Sunday, June 16, 2013

Assassinatos impunes


Pedro J. Bondaczuk


A sociedade reclama, e com razão, da impunidade dos chamados crimes de colarinho branco, caracterizados por negociatas e falcatruas cometidas por figurões, mas nem sempre cobra punição para um outro tipo de delito, muito mais hediondo, em relação ao qual a Justiça tem passado ao largo.

Tratam-se dos assassinatos de crianças e adolescentes, denunciados em várias ocasiões pela Anistia Internacional, mas cujos autores acabam sendo esquecidos e deixados em paz. A maior parte desses massacres é cometida contra meninos e meninas abandonados, principalmente na violentíssima Baixada Fluminense.

Tais atos, em geral, são praticados por grupos de assassinos frios, maníacos que precisam ser tirados das ruas, com urgência, dada sua paranóia, que se auto-intitulam de "Vigilantes".

Apenas entre março e agosto do corrente ano, 424 delitos do tipo foram cometidos. Destes, todavia, só 17 tiveram seus autores identificados. Tais dados constam de relatórios de Análises Sociais e Econômicas e Movimento Nacional dos Meninos de Rua.

Está aí uma situação em que seres humanos, que não pediram, evidentemente, para virem ao mundo em que foram colocados por pais absolutamente irresponsáveis, são tratados de forma pior do que animais. Para a proteção destes últimos, a sociedade até que tem se mobilizado a contento.

É freqüente exibirem-se reportagens mostrando cidadãos sendo presos por manterem aves ou macacos ou outros tipos quaisquer de bichos que estejam em risco de extinção em cativeiro. No entanto, o mesmo não acontece em relação aos que exploram crianças – inclusive sexualmente – maltratam esses pequenos seres humanos e, o que é muito mais grave, os assassinam, sem nenhuma contemplação, como se estivessem matando pardais, formigas ou gafanhotos.

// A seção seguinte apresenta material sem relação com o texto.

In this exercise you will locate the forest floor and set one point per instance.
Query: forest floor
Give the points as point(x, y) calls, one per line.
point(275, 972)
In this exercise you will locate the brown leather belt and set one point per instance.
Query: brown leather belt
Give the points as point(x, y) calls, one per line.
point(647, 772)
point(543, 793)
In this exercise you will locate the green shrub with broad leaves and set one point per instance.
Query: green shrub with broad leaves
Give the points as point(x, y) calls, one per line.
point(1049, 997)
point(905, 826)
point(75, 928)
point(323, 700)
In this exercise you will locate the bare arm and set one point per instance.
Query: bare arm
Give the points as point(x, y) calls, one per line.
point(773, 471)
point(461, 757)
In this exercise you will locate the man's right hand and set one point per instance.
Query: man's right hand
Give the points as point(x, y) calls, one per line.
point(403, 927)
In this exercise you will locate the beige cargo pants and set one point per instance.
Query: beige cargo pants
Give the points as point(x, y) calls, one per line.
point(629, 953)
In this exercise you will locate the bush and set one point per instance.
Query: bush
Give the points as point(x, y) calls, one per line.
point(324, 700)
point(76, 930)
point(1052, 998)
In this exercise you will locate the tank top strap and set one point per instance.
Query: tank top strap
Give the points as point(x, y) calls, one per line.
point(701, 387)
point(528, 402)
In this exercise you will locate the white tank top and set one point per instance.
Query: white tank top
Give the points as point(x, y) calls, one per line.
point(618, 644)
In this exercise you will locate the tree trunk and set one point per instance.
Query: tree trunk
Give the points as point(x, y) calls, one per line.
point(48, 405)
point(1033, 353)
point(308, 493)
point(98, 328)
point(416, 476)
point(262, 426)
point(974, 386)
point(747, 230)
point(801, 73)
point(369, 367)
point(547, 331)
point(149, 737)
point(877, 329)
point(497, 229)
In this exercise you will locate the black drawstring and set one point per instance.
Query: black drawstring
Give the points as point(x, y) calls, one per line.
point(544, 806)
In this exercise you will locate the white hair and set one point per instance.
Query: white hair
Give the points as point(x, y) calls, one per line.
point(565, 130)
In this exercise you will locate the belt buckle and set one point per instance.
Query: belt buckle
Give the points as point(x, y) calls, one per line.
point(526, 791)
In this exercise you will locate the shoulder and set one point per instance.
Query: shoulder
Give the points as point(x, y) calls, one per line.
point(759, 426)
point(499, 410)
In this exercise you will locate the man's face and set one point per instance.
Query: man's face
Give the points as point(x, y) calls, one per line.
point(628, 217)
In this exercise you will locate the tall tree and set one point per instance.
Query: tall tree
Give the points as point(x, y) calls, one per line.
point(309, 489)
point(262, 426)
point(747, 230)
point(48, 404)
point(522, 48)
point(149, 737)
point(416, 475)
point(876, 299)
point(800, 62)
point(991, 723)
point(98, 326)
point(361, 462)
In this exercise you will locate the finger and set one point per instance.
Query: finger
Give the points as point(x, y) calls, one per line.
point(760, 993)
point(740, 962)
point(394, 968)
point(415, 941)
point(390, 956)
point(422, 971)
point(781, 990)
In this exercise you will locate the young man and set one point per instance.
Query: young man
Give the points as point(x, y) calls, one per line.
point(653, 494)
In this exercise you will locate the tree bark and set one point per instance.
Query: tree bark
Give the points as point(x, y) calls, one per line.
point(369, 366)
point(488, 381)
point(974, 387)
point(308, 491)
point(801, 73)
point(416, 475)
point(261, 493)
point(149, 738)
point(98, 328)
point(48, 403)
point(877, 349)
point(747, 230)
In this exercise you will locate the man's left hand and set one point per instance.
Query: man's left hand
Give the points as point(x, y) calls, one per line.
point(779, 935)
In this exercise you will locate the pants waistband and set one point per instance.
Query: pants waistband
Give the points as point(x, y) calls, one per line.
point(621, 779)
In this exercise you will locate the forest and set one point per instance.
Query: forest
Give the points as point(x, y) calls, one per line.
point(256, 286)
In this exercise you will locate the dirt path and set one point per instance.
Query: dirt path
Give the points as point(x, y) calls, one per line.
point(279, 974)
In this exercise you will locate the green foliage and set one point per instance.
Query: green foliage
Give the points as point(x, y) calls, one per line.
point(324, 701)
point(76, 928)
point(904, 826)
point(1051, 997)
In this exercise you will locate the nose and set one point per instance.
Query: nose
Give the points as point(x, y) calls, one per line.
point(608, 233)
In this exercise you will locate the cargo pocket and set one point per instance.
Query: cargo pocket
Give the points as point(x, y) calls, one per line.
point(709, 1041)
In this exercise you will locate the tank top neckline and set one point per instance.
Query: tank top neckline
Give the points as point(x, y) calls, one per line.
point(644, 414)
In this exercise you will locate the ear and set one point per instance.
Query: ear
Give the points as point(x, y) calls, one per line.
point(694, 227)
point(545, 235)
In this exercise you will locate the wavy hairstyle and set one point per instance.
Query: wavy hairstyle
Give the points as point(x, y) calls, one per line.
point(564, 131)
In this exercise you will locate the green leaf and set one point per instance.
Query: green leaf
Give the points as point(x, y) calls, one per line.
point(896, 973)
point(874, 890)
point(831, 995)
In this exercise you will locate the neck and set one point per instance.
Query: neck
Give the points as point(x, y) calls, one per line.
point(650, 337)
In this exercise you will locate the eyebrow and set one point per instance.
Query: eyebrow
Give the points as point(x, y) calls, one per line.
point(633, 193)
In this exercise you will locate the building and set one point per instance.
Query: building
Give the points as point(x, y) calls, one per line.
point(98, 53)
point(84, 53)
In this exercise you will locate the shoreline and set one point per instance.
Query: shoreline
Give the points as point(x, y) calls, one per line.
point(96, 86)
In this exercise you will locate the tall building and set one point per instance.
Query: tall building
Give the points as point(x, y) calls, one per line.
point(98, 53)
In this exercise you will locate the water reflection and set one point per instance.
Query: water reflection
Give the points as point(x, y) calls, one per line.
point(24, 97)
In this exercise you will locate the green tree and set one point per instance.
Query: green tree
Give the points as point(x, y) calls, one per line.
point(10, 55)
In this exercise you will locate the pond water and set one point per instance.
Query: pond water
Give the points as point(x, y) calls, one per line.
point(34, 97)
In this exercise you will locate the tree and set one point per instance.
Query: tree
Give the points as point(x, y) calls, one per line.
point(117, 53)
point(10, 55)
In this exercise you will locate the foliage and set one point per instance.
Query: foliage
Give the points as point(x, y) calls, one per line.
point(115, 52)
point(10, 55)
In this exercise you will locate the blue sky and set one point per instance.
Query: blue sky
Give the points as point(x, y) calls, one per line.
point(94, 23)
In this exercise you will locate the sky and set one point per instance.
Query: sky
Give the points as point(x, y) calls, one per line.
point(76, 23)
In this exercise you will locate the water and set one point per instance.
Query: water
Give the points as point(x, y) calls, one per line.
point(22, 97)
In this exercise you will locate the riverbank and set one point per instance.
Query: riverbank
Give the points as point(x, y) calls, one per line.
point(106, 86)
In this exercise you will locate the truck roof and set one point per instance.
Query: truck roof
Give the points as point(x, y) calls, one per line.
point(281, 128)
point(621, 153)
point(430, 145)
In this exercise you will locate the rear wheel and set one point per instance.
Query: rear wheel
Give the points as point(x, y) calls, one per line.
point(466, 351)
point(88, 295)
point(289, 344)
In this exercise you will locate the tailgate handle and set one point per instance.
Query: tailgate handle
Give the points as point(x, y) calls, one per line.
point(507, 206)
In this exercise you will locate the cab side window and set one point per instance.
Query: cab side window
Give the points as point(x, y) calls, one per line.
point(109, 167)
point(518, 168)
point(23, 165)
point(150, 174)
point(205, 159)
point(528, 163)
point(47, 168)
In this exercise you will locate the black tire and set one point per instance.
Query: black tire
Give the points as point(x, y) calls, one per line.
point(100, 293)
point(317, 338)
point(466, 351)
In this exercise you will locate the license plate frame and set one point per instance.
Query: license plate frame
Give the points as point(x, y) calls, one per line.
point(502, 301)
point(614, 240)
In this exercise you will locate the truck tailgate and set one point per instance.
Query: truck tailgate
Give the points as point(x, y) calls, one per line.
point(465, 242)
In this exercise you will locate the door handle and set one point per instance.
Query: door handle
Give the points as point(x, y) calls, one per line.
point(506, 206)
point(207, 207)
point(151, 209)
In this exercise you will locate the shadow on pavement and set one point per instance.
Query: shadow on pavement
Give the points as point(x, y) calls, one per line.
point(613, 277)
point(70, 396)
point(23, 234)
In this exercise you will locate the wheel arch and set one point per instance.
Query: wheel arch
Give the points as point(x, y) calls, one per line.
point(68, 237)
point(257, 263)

Os menores abandonados, se cometem delitos para sobreviver, estão agindo por instinto. Se a sociedade pretender se proteger contra a sua ação, deve deixar de lado seu cinismo e traçar um programa de assistência. Mas não se concebe, em nenhuma circunstância, que simplesmente feche os olhos para o que está acontecendo, como se a agressão contra seus semelhantes fosse algo que em absoluto não lhe dissesse respeito.

Ignorar a questão não significa resolver o terrível drama. A omissão somente conseguiu multiplicar o número de crianças absolutamente abandonadas que hoje já são, conforme estimativas até otimistas, mais de sete milhões. As escolas que se deixarem de construir hoje, serão os presídios que se terão de erguer amanhã. Negar esta verdade é esconder o sol com a peneira.

(Artigo publicado na página 2, Opinião, do Correio Popular, em 10 de novembro de 1990).